Епифан вернул милочке стопку старинных трудов и резво, с несказанным облегчением, выскользнул на улицу, будто из парной вывалился в предбанник. И на мгновение оцепенел. Вот это да!
Тучи свинцовым покрывалом лежали на домах, ветер, порывистый и злой, закручивал фонтанчиками тополиный пух, воздух был ощутимо плотен, пропитан электричеством и, казалось, искрился.
А с Невы стремительно, отмечая свой путь лиловыми сполохами, надвигался мощный, во весь горизонт, грозовой фронт – громыхающим, пока что вяло, иссиня-фиолетовым линкором. В рёве стихии, гудении проводов, треске ломаемых веток как бы слышался глас поэта: буря, скоро грянет буря!
«Норд-вест, шесть баллов, – послюнив палец Епифан окинул взглядом небо, закурил с третьей спички и, отворачивая лицо от ветра, засунув руки в карманы, гордо пошагал по обезлюдевшему Невскому. – Ерунда, гроза пройдёт стороной».
Однако, когда он поравнялся с Думой, над самой его головой полыхнула молния, громыхнуло так, что заложило уши, и в вышине за сизым пологом будто бы разверзлись хляби небесные – дождь полил как из ведра, сплошной, колышущейся на ветру стеной. Зажурчали струи в водосточных трубах, по асфальту побежали мутные, бурлящие потоки.

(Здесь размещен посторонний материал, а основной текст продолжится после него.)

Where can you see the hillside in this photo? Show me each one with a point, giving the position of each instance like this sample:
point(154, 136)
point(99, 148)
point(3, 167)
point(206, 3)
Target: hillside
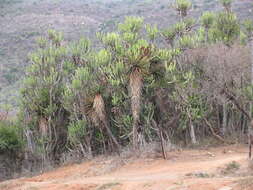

– О черт! – ругаясь, Епифан выплюнул размокшую папиросу и, заметив какую-то дамочку, закрывающуюся зонтом, не раздумывая, бросился к ней.
– Девушка, можно к вам? Снова громыхнуло в вышине, Илья-пророк понаддал, и тротуар стал на глазах превращаться в море.
– Подержите-ка, – даже не глянув, дамочка сунула Епифану зонт и ловко сняла туфли-лодочки, рассмеялась. – Ой, вода как парное молоко. Давайте вон туда, под козырёк.
Голос у неё был звонкий, как малиновый колокольчик, ноги с маленькими узкими ступнями, высоким подъёмом и тонкими породистыми лодыжками. Очень, очень красивые ноги. Пока бежали до укрытия, Епифан все боялся наступить на них, не отрываясь, смотрел, как весело и ловко они шлёпают по лужам.
– Ура! – Вынырнув из-под зонта, дамочка скользнула в нишу и отступила в сторону, оставляя место для Епифана. – Ну что же вы, я не кусаюсь.
А он, застыв под проливным дождём, не отрываясь смотрел на неё и ничего не видел, кроме золота волос, аквамаринового блеска глаз, влажной свежести коралловых, тронутых улыбкой губ. Французы называют такое состояние «конжексьон» – когда бешено пульсирующее сердце готово выскочить из груди, а кровь вскипает и мягко, опьяняющей волной ударяет в голову.
– Иду. – Епифан наконец справился с собой и, складывая зонт, шагнул под козырёк. – Так, значит, вы не кусаетесь?
Слово за слово, они разговорились – под мельтешение молний, журчание струй, слабеющие, постепенно отдаляющиеся раскаты грома. Девушку звали Машей, и возвращалась она из «Гостиного двора», где намеревалась купить себе чего-нибудь весёленького для юбки клёш, но ничего подходящего не нашла, цветовая гамма не та, бедновата. А что касаемо хождения босиком, так это очень полезно для нервных окончаний, находящихся в коже стоп. Да впрочем, если честно – туфель жалко, настоящих румынских, шпилька восемь сантиметров. И на ноге ничего…
Стоя рядом, они слышали дыхание друг друга, встречаясь взглядами, не отводили глаз и не могли избавиться от чувства, что знакомы уже давно и очень близко. Их словно окружила невидимая стека, образовав волшебный, преисполненный доверия и нежности мир. Пускай там, снаружи, сверкают молнии и барабанит дождь, а здесь – ощущение душевного тепла, запах резеды от плеч Маши, тревожное, заставляющее биться сердце предвкушение счастья. Стоять бы так и стоять, до бесконечности, но – летняя гроза быстротечна. Тучи взяв курс на запад, величаво уплыли, дождь, выдохшись, перестал, на небе, вымытом до голубизны показалось рыжее вечернее солнце. Море разливанное на мостовой как-то сразу обмелело, а по невским тротуарам повалила разномастная возбуждённая толпа…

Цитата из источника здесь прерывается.